Ed Harcourt, Bull & Gate, London

3.00

 

For a while, real stardom seemed to beckon Ed Harcourt. His debut EP in 2000, Maplewood, introduced a Tom Waits-worshipping, 23-year-old prodigy.

The album that followed, Here Be Monsters, was Mercury-nominated, and gave him a more widescreen and fascinating role, as an exotic, sometimes self-destructive troubadour. There has been no big breakthrough in the decade since. Instead, Harcourt has settled into the margins, an enduring, always welcome romantic.

He sees out the last night of 2011 in the back room of a north London pub which once regularly launched careers, headlining Club Fandango’s New Year’s Eve party. It’s a nicely old-fashioned affair, with an irritable landlord and plates of crisps on the bar. Benjamin Folke Thomas, a handsome folk singer with an unlikely middle name, Cavalier beard, and deep, mellow voice, makes an early impression, digging into the American Civil War for themes.

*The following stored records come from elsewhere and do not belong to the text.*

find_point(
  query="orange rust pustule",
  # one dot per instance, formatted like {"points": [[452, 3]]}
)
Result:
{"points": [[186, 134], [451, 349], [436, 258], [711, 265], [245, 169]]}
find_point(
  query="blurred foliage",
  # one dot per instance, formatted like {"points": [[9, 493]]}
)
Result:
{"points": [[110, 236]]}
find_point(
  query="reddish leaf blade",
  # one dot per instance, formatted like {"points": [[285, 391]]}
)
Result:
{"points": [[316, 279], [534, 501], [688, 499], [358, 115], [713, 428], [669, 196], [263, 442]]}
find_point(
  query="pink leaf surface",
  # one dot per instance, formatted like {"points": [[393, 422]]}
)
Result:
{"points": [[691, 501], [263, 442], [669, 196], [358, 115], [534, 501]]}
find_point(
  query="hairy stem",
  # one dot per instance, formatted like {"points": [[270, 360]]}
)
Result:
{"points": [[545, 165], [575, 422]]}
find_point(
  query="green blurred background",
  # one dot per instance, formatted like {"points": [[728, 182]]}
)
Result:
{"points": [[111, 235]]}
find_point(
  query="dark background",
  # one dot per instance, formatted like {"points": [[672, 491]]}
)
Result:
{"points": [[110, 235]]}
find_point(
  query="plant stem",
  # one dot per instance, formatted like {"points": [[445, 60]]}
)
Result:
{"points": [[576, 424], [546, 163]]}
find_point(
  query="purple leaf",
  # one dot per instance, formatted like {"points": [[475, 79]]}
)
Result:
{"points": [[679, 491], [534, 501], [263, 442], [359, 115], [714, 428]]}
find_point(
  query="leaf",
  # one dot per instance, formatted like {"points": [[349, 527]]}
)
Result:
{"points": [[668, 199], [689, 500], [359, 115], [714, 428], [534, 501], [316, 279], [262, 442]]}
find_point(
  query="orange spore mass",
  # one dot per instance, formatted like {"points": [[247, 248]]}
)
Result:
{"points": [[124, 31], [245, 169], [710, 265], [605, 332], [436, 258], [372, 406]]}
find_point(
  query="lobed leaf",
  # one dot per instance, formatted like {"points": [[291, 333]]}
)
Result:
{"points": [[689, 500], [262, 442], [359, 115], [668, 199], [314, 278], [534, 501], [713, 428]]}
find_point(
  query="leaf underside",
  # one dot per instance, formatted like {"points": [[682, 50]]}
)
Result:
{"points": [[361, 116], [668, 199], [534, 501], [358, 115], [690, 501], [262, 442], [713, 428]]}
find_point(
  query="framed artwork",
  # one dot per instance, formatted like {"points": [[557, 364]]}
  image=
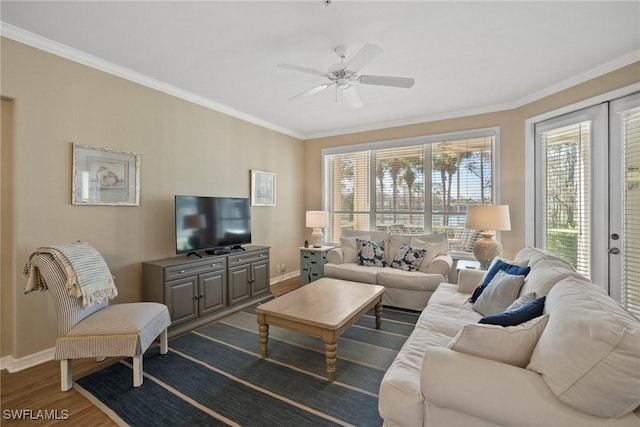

In the back room, dots of red and green light slowly swirl, in magically disorienting, post-Christmas trippiness. Harcourt arrives at his piano in a quickly dishevelled cream suit, delayed by the loss of a trombone in a cab. He opens with the optimistic “Watching the Sun Come Up”, then switches to guitar for “Church of No Religion”. “I don’t need an angel to change my mind,” he declares. When an inattentive New Year reveller shouts, he wonders, “Do we have a Catholic in the house?”

The edge of the unhinged in Harcourt at his best arrives with “I’ve Become Misguided.” “I’m afraid of my own shadow, it’s always following me” he confides, mouth behind an old-fashioned microphone grill, which looks like Hannibal Lecter’s metal muzzle. He slides to the floor on his back, whacking a tambourine, his Tom Waits blues bark returning. He’s back on his feet for “She Fell Into My Arms”, in which he boasts: “I’ve burned all my traveller’s cheques”. The romantic wanderer of this lyric finds a home in “Shanghai”, a reliable, piano-pounding showstopper. Harcourt finishes it tinkling the keys as if at cocktail hour in the tropics, where his suit would fit right in.

The gig’s been held together by gaffer tape at times, too heavy on nervously ironic asides, but a shaky reminder of what Harcourt can do. When 2012 is counted in, a girl starts singing along with the DJ’s “Brown Sugar”. Harcourt is already gone, a restless man on the move.